16 Ağustos 2001 Perşembe

Kurşuna dizilmek

Politikacının ağzı namlu, dili tetik, kelimeleri kurşundur. Batı ülkelerinde bunu çok iyi bildikleri için yeni başbakan ve bakan olanlara konusunda uzmanlar sıkı brifingler verirler.

Neyin ne kadarının, ne zaman, nerede, kime, nasıl söyleneceğini tayin eden profesyonel, sözleri dinlenen basın danışmanları vardır. Bunlar bütün önemli toplantılara katılırlar. Başbakanların konuşmalarını özel söylev yazarları yazar.

Başbakanlar her televizyon kamerası önlerine çıktığında konuşmağa başlamazlar. Konuşmaya başlamak istedikleri zaman önlerine televizyon kameralarını çıkartırlar.

Demokratik ülkelerde başbakan ve bakanlar istediğini, istediği yerde söyleme özgürlüğüne sahip olmayan tek azınlıktır.

Bu modern ve fonksiyonel bir devlet olam yolunda daha yiyecek çok fırın ekmeği olan Türkiye'de anlaşılmasına daha başlanmayan birkaç trilyon gerçekten biridir: Kabine üyelerinin sözleri kendilerine değil devlete aittir. Amerikan Başkanı Bush konuştuğunda konuşan Amerika'dır.

Laf Amerikan başkanlarından açılmışken, farkında mısınız bilmiyorum. Bu centilmenler nadiren ezbere konuşur. Üzerinde başkanlık armasının bulunduğu kürsüye çıkınca çoğunlukla ceplerinden küçük bir kağıt parçası çıkarıp konuşmalarını ona bakarak yaparlar. Ve ondan sonra bizim politikacıların hiç bilmediği bir şeyi yaparalar. Susarlar.

Her zaman kısadır söyledikleri Amerikan başkanlarının; çünkü şu basit kuralın farkındadırlar: Otuz kelime kullanırsanız medya bu cümlelerin tümünü kullanmak zorundadır. Kontrol sizdedir. Mesajınız yerine ulaşır. Otuzbin kelime kullanırsanız medya bunların içerisinden istediğini seçer. Mesajınız yolda tarumar olur, hedefe ulaşmaz.

Söz para gibidir. Eğer karşılığı yoksa, çoğaldıkça değeri azalır.

Konuşmak ise uçak kullanmak ya da ameliyat yapmak gibi öğrenilmesi gereken, maharet isteyen bir şeydir.

Öz, sözün altında gömülüdür Türkiye'de. Çünkü politika -- hükümet -- fabrika olması gerekirken tiyatrodur.
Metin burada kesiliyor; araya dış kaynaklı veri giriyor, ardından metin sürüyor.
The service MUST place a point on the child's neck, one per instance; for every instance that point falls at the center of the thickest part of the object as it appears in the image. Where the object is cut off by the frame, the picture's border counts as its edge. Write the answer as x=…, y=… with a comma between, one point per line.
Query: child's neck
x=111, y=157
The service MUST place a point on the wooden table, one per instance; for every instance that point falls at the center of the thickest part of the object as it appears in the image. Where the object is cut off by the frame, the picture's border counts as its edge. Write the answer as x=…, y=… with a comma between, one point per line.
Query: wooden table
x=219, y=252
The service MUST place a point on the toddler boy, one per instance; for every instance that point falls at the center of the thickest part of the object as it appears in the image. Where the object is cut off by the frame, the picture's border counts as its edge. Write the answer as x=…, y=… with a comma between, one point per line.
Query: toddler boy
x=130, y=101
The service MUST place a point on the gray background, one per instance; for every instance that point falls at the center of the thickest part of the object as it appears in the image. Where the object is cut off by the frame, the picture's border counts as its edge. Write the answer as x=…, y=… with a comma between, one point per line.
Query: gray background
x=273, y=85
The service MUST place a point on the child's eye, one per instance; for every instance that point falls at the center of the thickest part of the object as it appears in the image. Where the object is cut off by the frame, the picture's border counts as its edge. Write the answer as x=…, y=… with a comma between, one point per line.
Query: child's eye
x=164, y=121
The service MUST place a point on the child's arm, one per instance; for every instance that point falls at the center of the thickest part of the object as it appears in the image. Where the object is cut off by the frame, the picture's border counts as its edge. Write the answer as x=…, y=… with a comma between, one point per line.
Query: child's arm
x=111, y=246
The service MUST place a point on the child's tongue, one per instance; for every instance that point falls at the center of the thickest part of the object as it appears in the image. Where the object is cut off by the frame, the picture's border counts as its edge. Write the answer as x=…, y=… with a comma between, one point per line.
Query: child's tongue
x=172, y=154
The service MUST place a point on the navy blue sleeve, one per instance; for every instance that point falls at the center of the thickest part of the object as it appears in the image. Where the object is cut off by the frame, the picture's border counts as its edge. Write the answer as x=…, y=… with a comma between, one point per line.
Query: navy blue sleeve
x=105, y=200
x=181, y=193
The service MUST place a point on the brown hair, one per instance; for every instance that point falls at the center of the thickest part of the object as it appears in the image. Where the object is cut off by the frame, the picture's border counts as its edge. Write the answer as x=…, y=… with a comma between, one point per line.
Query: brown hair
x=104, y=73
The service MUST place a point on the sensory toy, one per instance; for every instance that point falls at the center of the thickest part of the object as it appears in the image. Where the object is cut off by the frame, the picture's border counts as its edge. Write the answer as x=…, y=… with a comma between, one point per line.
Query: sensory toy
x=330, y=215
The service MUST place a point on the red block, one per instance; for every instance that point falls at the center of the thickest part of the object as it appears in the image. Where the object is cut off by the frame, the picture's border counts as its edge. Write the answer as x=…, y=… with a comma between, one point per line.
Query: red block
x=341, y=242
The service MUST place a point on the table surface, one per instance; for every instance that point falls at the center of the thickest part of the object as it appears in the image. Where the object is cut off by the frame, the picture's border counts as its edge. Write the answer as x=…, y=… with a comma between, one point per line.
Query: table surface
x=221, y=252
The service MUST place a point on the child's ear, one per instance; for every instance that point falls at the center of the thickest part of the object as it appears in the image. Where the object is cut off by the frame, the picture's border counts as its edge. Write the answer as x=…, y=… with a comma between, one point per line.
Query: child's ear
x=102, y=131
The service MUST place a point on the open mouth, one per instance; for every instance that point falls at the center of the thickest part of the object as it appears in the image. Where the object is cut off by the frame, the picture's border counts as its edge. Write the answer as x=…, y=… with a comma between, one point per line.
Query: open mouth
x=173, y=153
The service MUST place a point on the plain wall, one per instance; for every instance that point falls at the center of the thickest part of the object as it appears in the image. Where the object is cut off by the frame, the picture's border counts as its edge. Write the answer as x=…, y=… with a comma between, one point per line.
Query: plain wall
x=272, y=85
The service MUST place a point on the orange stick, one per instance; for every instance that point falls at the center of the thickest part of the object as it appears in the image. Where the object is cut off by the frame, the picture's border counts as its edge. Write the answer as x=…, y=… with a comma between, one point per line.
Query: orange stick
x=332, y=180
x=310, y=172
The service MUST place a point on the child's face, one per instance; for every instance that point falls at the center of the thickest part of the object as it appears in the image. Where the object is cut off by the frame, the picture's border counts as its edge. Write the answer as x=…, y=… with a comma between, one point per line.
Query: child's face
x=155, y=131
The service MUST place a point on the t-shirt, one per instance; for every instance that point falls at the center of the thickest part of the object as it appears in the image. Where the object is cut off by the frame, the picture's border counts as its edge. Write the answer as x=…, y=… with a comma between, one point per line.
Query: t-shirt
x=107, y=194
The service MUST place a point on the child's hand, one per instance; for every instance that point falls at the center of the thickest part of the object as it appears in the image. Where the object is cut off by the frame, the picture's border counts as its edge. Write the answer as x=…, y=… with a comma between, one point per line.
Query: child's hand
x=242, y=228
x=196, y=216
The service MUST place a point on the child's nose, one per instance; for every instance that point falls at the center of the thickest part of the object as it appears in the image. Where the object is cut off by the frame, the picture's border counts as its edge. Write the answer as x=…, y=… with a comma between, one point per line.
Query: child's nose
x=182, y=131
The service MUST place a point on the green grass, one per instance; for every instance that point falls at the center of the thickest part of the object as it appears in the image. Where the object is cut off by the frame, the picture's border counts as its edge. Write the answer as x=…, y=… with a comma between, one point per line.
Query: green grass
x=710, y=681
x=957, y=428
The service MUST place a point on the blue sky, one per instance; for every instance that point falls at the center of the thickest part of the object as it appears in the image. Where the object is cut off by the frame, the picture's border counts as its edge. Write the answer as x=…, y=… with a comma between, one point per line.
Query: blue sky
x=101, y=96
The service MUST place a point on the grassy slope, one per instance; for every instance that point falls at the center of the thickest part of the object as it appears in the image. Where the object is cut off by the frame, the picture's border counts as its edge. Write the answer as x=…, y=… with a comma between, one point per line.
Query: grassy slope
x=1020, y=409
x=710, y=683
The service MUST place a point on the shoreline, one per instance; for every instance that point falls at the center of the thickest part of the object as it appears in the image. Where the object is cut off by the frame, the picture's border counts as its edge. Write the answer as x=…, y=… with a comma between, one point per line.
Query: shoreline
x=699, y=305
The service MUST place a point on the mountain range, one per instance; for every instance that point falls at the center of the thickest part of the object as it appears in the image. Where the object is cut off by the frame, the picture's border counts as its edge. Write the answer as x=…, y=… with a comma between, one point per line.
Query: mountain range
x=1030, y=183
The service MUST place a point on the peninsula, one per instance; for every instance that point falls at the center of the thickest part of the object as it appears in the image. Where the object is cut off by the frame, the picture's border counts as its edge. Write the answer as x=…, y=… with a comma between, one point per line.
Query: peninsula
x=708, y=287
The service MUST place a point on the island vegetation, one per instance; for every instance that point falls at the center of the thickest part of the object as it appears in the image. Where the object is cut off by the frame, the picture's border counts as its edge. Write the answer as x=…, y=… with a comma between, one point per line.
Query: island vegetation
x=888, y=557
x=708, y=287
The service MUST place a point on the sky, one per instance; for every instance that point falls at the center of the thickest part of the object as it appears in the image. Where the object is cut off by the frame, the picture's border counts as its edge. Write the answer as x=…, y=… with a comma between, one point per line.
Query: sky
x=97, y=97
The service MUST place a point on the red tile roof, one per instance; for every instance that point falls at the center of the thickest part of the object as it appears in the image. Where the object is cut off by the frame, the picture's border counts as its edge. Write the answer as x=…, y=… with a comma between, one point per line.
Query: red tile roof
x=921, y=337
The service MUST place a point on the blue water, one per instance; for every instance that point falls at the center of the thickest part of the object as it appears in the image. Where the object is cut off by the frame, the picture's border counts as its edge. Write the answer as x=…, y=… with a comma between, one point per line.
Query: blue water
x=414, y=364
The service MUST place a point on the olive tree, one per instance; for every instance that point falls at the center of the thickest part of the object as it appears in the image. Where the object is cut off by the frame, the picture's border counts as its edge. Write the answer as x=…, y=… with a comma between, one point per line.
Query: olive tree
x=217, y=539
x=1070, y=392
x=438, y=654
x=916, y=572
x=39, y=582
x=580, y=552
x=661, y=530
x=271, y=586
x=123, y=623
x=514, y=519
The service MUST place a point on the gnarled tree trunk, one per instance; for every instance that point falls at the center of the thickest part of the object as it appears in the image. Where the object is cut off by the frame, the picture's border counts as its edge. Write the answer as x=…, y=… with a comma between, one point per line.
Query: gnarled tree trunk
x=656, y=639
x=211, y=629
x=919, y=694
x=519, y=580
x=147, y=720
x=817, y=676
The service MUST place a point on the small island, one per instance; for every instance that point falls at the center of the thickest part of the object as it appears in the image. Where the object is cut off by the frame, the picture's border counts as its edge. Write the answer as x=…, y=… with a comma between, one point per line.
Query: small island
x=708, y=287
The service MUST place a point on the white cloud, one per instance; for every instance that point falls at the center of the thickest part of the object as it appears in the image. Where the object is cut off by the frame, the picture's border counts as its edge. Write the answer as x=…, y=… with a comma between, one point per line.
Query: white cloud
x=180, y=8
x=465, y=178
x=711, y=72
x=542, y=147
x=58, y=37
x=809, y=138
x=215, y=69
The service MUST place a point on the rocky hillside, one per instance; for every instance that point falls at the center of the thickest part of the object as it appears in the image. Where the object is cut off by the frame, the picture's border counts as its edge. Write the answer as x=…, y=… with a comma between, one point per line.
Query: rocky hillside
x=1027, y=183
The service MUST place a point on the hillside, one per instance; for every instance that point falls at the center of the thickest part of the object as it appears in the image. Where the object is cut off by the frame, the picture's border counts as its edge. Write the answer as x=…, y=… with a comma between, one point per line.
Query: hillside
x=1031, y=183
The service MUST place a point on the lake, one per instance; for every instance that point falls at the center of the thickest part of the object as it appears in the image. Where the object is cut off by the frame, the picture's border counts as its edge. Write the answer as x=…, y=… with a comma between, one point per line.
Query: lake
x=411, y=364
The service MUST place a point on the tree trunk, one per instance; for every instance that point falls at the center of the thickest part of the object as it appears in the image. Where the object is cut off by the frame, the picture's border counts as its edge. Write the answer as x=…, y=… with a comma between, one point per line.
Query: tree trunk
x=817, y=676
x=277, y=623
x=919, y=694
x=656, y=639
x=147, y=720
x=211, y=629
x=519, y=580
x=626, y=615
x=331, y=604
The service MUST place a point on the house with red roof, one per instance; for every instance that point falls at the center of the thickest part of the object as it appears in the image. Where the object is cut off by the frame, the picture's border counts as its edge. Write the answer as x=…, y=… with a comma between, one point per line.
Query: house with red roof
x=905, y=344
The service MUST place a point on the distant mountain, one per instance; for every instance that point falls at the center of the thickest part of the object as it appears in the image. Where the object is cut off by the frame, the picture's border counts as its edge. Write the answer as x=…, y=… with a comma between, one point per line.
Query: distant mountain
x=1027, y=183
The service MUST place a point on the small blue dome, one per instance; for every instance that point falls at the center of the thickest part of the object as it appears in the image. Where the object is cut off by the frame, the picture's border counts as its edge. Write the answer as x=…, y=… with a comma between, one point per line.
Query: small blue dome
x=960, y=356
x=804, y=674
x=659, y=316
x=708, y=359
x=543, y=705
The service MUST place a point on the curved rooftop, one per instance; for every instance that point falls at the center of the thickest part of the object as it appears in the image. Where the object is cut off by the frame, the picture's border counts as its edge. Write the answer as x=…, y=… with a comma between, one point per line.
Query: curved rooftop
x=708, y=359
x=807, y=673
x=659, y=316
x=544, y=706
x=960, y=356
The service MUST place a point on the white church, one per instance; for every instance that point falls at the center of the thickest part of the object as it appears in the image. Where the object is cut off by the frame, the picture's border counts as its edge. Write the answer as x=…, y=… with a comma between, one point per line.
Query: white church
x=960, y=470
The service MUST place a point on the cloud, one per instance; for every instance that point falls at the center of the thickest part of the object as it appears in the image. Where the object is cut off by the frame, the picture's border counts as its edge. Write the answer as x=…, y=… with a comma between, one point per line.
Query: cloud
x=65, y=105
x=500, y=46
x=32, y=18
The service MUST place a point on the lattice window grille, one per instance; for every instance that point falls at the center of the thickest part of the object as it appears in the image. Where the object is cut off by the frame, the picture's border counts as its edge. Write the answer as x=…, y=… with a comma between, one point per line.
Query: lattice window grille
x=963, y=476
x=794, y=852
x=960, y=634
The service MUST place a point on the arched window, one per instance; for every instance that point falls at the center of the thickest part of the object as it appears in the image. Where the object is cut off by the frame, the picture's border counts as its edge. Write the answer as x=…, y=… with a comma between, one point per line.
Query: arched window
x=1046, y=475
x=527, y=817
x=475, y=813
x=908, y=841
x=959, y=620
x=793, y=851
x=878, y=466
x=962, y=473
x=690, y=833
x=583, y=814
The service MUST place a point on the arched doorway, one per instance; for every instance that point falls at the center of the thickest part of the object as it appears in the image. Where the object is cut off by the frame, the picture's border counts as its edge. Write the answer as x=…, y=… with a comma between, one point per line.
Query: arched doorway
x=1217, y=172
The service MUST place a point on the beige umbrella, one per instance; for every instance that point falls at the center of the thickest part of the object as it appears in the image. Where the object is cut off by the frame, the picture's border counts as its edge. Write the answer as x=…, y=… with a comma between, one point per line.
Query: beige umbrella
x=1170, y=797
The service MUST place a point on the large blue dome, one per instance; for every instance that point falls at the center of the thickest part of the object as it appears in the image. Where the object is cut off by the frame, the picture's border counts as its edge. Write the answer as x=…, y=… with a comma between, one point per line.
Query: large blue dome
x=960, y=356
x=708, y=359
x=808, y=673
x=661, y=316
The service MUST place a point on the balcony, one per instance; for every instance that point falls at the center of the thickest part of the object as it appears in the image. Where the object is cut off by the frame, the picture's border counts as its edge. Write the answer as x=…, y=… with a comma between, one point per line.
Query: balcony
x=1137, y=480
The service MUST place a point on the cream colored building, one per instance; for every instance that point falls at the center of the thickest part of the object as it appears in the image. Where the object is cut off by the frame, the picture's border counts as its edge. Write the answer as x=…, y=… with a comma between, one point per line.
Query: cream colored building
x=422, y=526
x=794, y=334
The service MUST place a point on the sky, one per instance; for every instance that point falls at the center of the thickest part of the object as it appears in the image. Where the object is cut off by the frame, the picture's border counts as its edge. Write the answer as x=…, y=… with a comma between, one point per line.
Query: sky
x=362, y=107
Acaba, diye kendi kendine soruyor insan, konuşma belli bir yaştan sonra seks yerine mi geçiyor?

Politikacıların konuşmaları ülkemizde ürkütücü boyutlara ulaşan çevre kirliliğinin en büyük nedenlerinden biridir.

Herhalde sebebi politikanın ve hükümet etmenin genelde iş değil laf yapmak üzerine bina edilmiş olmasıdır. Laf yapmak iş yapmaktan kolay olduğu için Türkiye'de kilogram olarak metre kareye düşen laf (palavra?) Avrupa Birliği ortalamasının kat kat üstündedir.

Politikacının ağzı namlu, dilinin tetik, kelimelerinin kurşun olduğuna inanmıyorsanız sokakta dikkatle çevrenize bakın. Çok kurşuna dizilmiş insan farkedeceksiniz.

Not: "Ben bu yazıyı daha önce başka bir yerde okumamış mıydım?" diye merak edenleriniz varsa cevap "evettir." Buna benzer bir yazı -- toprağı bol olsun-- Yeni Yüzyıl'daki köşemde 1997'de yayınlanmıştı. İşte, görüyorsunuz bazı şeyler değişmiyor, hatta daha beter oluyor.